Unquestionably, the most common type of research into undergraduate education is the type like this, this, or this (sorry to link to protected academic articles): teaching methods. The semi-famous series by William Becker and Michael Watts derides "chalk and talk" in favor of more creative methods of lecturing. In "Teaching Economics at the Start of the 21st Century: Still Chalk-and-Talk", those authors conclude:
"In contrast to the passive learning environment that characterizes the teaching of economics, class discussion and other forms of active learning, rather than extensive lecturing, are now the dominant forms of instruction in other fields of higher education."
I agree in principle that it's no fun to try to learn - really learn - any subject by sitting in a lecture, but goodness me, "active learning"? How about "devote some time to reading a variety of books and material on the subject you're learning"? How about "sit down with colleagues or experts and talk and listen"? In my life, those have been the most effective ways of getting information and understanding into my head. Am I alone? To me, that's active learning, and it doesn't require fancy technology or a three ring circus, just a good library and good educators with time to devote to small groups of students. Lectures, especially to large classes, must naturally be presented without a lot of nuance.

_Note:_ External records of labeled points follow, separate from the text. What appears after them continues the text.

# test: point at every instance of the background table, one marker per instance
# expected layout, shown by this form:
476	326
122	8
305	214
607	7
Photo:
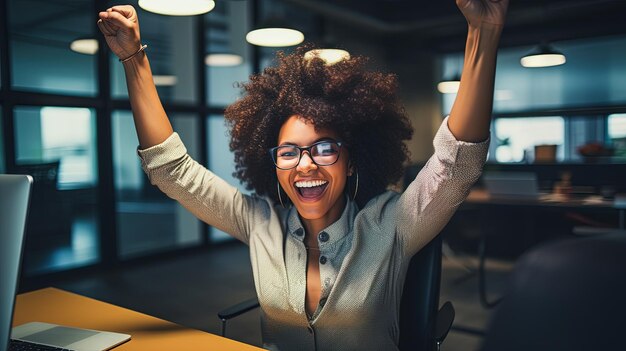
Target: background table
147	333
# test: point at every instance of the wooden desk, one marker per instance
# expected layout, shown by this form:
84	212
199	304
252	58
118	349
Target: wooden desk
481	197
147	333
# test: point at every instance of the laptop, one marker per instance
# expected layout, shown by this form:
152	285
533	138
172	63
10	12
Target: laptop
511	184
14	200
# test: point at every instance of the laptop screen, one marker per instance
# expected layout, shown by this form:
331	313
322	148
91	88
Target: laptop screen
14	198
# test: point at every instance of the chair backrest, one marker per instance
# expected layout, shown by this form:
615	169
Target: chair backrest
566	295
420	298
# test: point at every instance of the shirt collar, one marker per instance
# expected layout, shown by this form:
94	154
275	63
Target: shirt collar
336	231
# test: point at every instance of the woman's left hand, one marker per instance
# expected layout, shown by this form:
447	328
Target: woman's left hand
477	12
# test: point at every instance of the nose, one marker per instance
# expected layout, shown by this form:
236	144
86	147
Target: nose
306	163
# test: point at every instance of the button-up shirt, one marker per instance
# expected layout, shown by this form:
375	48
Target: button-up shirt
363	255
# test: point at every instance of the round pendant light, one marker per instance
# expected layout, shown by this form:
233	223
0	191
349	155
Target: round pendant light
274	32
223	60
330	56
177	7
275	37
87	46
543	55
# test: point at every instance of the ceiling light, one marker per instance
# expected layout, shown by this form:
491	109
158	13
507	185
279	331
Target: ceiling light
275	37
164	80
178	7
330	56
543	56
87	46
223	60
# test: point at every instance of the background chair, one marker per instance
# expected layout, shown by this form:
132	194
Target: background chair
422	325
565	295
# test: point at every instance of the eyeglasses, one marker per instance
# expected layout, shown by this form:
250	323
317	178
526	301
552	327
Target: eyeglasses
323	153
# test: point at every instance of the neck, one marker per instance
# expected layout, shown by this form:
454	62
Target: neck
312	227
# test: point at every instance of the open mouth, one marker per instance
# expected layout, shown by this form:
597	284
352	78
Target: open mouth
311	189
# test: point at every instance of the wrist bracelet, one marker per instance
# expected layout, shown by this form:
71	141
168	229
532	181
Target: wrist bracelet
142	48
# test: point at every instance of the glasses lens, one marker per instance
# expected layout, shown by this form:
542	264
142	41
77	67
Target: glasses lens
287	156
325	153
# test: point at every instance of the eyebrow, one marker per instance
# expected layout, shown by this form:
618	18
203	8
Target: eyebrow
316	141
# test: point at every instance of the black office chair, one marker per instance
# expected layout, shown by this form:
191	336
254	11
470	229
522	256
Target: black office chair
422	325
565	295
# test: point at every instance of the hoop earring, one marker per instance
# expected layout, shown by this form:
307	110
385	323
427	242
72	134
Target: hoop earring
356	187
279	197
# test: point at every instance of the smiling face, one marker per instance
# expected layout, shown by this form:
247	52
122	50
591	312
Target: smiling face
316	191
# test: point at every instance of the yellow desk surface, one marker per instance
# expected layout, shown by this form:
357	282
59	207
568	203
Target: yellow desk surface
147	333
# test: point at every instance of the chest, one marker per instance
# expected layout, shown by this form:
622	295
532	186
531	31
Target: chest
356	276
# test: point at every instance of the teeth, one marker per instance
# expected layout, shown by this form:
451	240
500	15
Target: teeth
310	183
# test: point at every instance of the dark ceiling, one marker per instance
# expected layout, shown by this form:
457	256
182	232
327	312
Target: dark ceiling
438	24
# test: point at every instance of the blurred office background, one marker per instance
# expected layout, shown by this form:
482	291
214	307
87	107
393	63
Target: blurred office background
65	115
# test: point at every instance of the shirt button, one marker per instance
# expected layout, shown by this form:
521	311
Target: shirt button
324	237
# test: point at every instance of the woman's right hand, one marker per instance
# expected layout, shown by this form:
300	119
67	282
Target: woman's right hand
120	27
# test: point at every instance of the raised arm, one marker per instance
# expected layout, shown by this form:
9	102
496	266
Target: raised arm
120	27
470	117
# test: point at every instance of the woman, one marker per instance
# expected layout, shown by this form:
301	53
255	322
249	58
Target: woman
319	144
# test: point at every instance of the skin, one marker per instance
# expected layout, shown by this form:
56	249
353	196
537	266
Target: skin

The cult of the classroom experiment, or demonstration, or performance art, or audience participation, is not, however, the real issue. By far the bigger problem is that we have no idea - repeat, no idea - what students want, expect or get from economics courses. Why do they enroll? Why don't they enroll? Why do they drop out? Why do they major in economics? What do they think economics is about, before, during, after they take economics course? What if they never do? Who do we lose?
Why don't we have the first idea about the answers to those questions? Have we ever asked? The mind boggles. We're try to patch up the wreckage of the lecture system, when all the while we might be sailing to entirely the wrong place in our leaky boat. Forget the method for a moment - what are we even actually teaching?
In a separate article to the one I quoted up above, William Becker's "Teaching Economics in the 21st Century" says:
"Media headlines scream the need to understand macroeconomics. At a minimum, courses in macroeconomics should enable students to have a greater understanding of the economic news as it appears in the Economist, Business Week, and the Wall Street Journal than those without an education in economics."
I've covered this ground before. How about, at a minimum, we teach economics properly? How about, at a minimum, we kick civics into a course where it belongs and actually show students what economics can be, and what it is? Compromising the integrity of an entire field of hundreds of years of intellectual thought with political, philosophical and moral implications so that people can understand the Wall Street Journal? Who wants to understand the Wall Street Journal?! From the same article:
"Departments of economics have two powerful reasons to care about improving the quality of their teaching. First, the contest for resources within institutions of higher education implies that the number of majors and enrollments matter.... Whether students will take more courses in economics or choose to major in the field because of improved teaching is hard to say, but, at least, improved teaching is unlikely to hurt enrollments!"
Hilarious, I'm sure. I'm kidding: it's sickening. Can we entertain the notion that perhaps higher enrollments are not compatible with improved teaching? We are supposed to be running an institute of excellence in learning and thought. Whoring for enrollment is disgusting.